Mit hochgelegten Beinen war ich dabei, wirklich nichts zu denken,
als mir ein Lied einfiel, und ich sang es etwa eine halbe Stunde
lang, dann fiel mir noch ein Lied ein, und hinter dem zweiten
Lied lauerte eine weitere Melodie und noch eine, nacheinander
stiegen sie mir aus dem Kopf herab wie Flugzeuge auf wichtigen
Flughäfen in einer sichtbaren Reihe auf einer bestimmten
Linie nacheinander landen, Bonny and Clyde, they lived a lot
together, Baker man is bakin’ bread, the night train is
comin’ , Amor, amor, amor, dies kleine Wort, sagt dir
sofort, dass ich dich liebe.

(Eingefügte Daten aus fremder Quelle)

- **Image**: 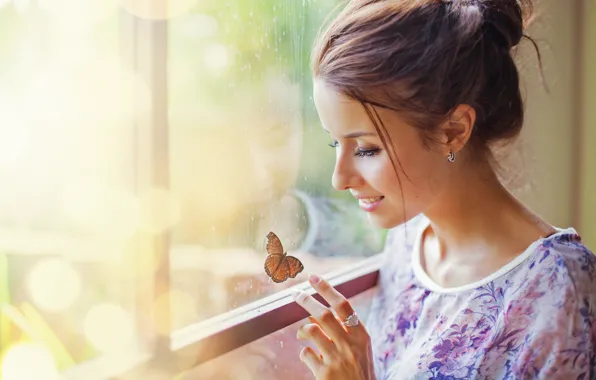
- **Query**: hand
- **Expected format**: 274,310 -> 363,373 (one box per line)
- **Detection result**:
295,275 -> 375,380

Tagelang dauerten die Einfälle
an, nach einer Woche wusste ich mir nicht anders zu helfen,
als die Titel oder die Anfangszeilen der Lieder aufzuschreiben,
nach zwei Wochen hatte ich bereits dreihundert Titel auf meiner
Liste, so dass ich sie alphabetisch ordnen musste, um noch eine
Übersicht zu haben, aber ein Ende der Musik im Kopf war
nicht abzusehen.
Es ist nicht gut gesagt, dass sie mir aus dem Kopf einfielen,
eher waren sie innerhalb des Kopfes verrutscht, von weit hinten
nach vorne, sie rutschten aus einem sonst unbemerkten Speicher
heraus, und ich konnte sie nicht wieder wegstecken, musste sie
der Reihe nach vornehmen, anschauen, durchsingen, Ich will keine
Schokolade, ich will lieber einen Mann, My baby just cares for
me, Auf du junger Wandersmann, What do you get if you fall in
love. Ein Lied konnte ich nur zum Schweigen bringen, indem ich
das nächste fand. Oder ich muss es anders sagen, denn die
meisten kamen paarweise oder sogar zu dritt, ich weiss nicht,
nach welcher Ordnung, beziehungsweise würde mich gerade
das interessieren, inwiefern und warum sie zusammengehörten.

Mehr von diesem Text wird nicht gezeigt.